I drove to a nearby Total Access Urgent Care, where a nurse cleaned the wound with saline and stitched it up. The cut ran deep; I could tell that both from the saline’s burn and from my own reflection.
How on earth does one get stabbed by a hanging tree branch? I don’t know, but I guess there’s a first time for everything.
It’s important to remember that it could always be worse. I was told that if the tree branch managed to hit the eye, just half an inch higher, I’d likely have lost the eye entirely.
It almost seemed like a fitting closure that my first long run began immediately after healing a collarbone break that resulted from a fallen tree stump, and my last run ended immediately after getting stabbed in the face by a tree.
It seems tree branches and stumps are something to be conscious of going forward.
I’m fine, and this week’s runs felt as I wanted them to. Tomorrow is the marathon. I had my stitches removed this morning, just in time. My legs are fresh and the wound on my face is closed.
Tomorrow I’ll embark on a 26.2 mile run for the first time. To be honest, I’m not nervous: I think it’ll be a good experience.

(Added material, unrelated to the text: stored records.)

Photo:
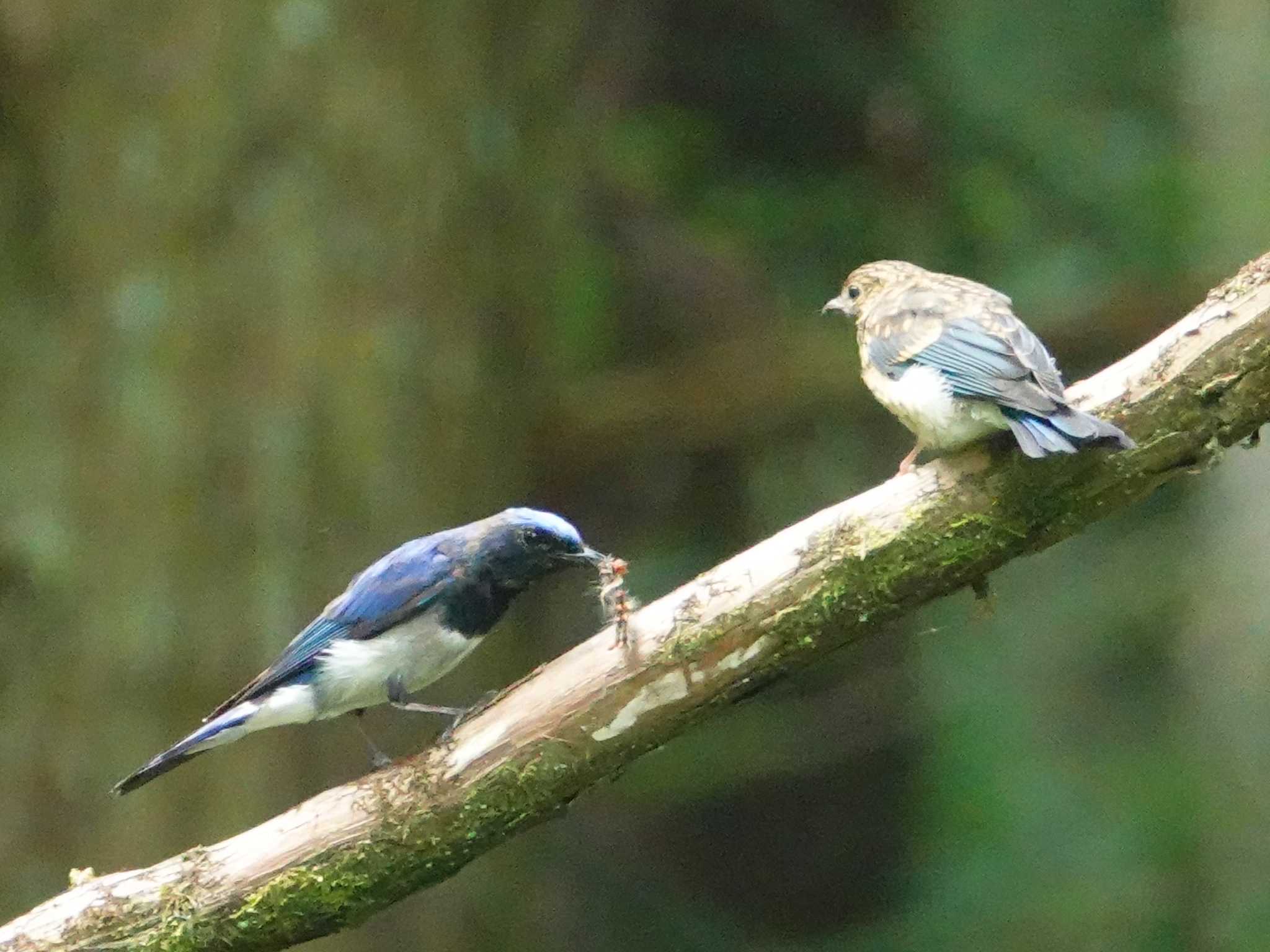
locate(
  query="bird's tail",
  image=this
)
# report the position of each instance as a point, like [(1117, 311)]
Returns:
[(210, 735), (1065, 431)]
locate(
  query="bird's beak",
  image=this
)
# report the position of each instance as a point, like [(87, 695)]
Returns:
[(588, 555), (837, 304)]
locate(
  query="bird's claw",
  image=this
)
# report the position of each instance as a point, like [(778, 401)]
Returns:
[(465, 715)]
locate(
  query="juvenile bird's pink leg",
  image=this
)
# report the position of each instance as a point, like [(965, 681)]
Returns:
[(906, 465)]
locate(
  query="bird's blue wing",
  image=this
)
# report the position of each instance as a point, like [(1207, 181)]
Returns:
[(399, 586), (996, 358)]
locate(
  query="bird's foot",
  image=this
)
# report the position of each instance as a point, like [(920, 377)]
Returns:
[(466, 714), (379, 759), (908, 462)]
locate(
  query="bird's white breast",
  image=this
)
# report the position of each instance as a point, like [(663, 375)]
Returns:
[(923, 402), (356, 673)]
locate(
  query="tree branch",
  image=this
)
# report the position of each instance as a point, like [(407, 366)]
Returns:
[(832, 579)]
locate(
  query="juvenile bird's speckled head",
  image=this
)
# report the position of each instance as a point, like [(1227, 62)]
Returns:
[(869, 280)]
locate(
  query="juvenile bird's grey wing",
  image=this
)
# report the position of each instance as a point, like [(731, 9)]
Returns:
[(986, 352), (398, 587)]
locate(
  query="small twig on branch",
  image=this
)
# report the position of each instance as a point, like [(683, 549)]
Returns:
[(833, 578)]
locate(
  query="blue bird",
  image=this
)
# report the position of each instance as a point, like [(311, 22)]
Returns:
[(401, 625), (951, 361)]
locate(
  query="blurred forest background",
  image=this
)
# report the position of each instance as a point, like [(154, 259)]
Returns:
[(286, 283)]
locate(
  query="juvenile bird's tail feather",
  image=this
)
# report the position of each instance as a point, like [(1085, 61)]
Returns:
[(182, 752), (1065, 431)]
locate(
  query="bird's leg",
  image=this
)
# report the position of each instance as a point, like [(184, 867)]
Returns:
[(906, 465), (379, 759), (398, 699), (482, 703)]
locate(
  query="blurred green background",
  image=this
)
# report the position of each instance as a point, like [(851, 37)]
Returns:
[(286, 283)]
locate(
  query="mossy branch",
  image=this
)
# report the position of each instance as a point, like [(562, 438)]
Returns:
[(833, 578)]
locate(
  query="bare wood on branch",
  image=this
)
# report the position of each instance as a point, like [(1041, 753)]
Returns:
[(838, 575)]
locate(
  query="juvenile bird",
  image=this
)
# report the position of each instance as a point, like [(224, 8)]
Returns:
[(401, 625), (950, 359)]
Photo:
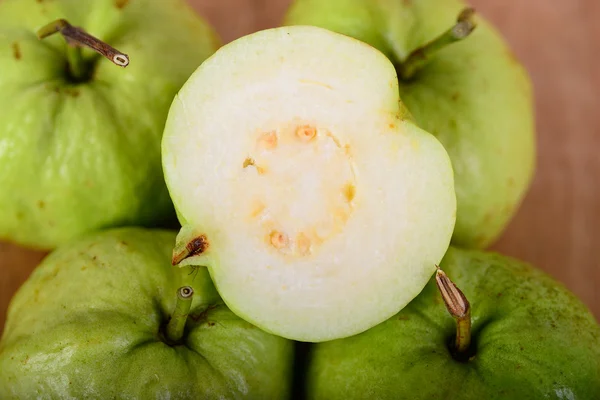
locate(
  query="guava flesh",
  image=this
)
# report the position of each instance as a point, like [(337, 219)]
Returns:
[(89, 323), (474, 96), (289, 150)]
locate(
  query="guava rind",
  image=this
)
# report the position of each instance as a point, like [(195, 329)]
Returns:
[(78, 157), (404, 203), (86, 324), (474, 96)]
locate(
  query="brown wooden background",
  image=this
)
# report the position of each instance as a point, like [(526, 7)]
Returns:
[(558, 227)]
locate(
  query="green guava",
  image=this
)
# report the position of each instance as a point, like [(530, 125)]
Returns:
[(303, 186), (474, 96), (531, 339), (80, 137), (94, 321)]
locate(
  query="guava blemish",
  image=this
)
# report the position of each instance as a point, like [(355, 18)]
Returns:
[(279, 240), (303, 244), (121, 4), (16, 51), (306, 133)]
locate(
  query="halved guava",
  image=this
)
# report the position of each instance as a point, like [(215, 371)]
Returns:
[(319, 208)]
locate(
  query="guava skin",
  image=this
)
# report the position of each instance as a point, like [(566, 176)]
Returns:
[(473, 96), (81, 156), (532, 339), (88, 324)]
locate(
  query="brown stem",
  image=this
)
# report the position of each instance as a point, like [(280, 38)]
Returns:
[(458, 306), (465, 24), (77, 37), (194, 247), (176, 325)]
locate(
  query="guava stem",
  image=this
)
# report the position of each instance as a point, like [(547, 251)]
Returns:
[(176, 325), (77, 37), (76, 63), (458, 306), (418, 58)]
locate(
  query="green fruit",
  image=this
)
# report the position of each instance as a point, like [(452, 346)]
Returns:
[(301, 185), (80, 139), (91, 323), (473, 96), (531, 339)]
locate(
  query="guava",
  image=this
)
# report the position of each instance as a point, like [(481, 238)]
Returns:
[(316, 203), (461, 82), (107, 317)]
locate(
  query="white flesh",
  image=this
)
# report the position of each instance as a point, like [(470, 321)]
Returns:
[(325, 211)]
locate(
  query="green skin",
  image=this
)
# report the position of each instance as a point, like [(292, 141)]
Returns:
[(532, 339), (473, 96), (89, 323), (80, 156)]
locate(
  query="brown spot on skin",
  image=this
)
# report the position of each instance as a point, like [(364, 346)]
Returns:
[(121, 4), (248, 162), (303, 244), (306, 133), (349, 192), (195, 247), (279, 240), (16, 51)]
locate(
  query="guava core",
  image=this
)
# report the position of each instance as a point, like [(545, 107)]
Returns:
[(318, 206)]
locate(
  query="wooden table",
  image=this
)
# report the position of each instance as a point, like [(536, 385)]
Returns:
[(558, 226)]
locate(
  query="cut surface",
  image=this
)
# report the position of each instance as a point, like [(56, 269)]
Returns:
[(325, 210)]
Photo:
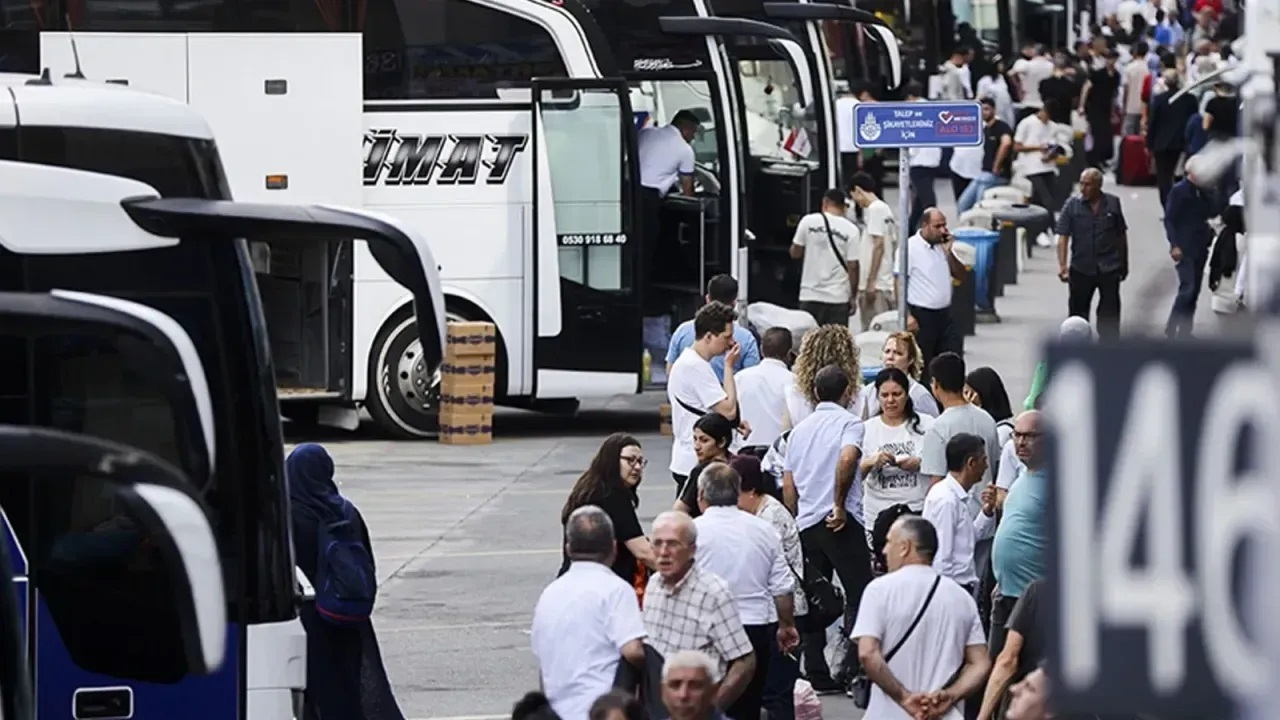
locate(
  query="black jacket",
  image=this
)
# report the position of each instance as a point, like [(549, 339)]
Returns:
[(1166, 122)]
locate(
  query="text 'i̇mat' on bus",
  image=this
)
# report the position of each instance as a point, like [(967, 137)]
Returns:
[(136, 320), (506, 132)]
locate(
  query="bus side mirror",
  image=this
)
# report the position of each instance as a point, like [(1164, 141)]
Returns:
[(120, 552)]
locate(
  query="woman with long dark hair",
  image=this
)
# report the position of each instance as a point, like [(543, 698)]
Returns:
[(984, 388), (712, 437), (891, 451), (346, 677), (609, 483)]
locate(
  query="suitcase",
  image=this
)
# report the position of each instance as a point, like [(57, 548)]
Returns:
[(1134, 165)]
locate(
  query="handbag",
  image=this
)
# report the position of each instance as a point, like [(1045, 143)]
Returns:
[(826, 601), (862, 684)]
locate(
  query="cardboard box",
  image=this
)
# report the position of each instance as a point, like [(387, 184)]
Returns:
[(465, 340), (467, 372), (466, 425)]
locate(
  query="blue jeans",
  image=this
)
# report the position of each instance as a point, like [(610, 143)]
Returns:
[(973, 194), (780, 686)]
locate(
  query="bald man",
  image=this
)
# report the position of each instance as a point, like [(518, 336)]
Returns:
[(1093, 253), (931, 268)]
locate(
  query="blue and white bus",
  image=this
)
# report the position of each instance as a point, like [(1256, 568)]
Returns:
[(127, 188)]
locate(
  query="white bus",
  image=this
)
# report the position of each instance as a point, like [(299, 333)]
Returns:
[(504, 131)]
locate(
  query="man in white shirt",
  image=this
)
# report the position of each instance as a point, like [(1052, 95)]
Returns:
[(586, 620), (827, 244), (693, 388), (946, 506), (746, 552), (1033, 141), (1028, 72), (878, 246), (929, 269), (912, 671), (822, 490), (762, 390)]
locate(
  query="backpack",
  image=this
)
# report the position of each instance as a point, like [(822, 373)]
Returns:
[(346, 584)]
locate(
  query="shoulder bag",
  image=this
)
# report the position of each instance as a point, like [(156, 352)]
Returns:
[(862, 684)]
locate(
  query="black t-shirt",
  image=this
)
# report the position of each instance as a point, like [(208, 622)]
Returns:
[(992, 135), (1025, 620), (620, 506), (1064, 92), (1102, 94), (1226, 115)]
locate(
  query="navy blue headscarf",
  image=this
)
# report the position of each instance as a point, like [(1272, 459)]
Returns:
[(312, 492)]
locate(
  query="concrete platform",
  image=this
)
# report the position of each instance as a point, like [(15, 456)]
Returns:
[(467, 537)]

If there’s one thing my life has prepared me for, it’s to embrace imperfection. I think it’s in an endurance athlete’s nature, or at least the nature of most endurance athletes, to want control over every variable. I learned a long time ago that this is impossible. We aren’t robots, though we want to install ourselves with perfect programming. Our minds are fallible and our bodies are asymmetrical. It’s only through the embrace of the imperfect that we can attain some semblance of peace of mind.
Though this training cycle began and ended with some rare injuries, I believe my run tomorrow will begin and end with a smile.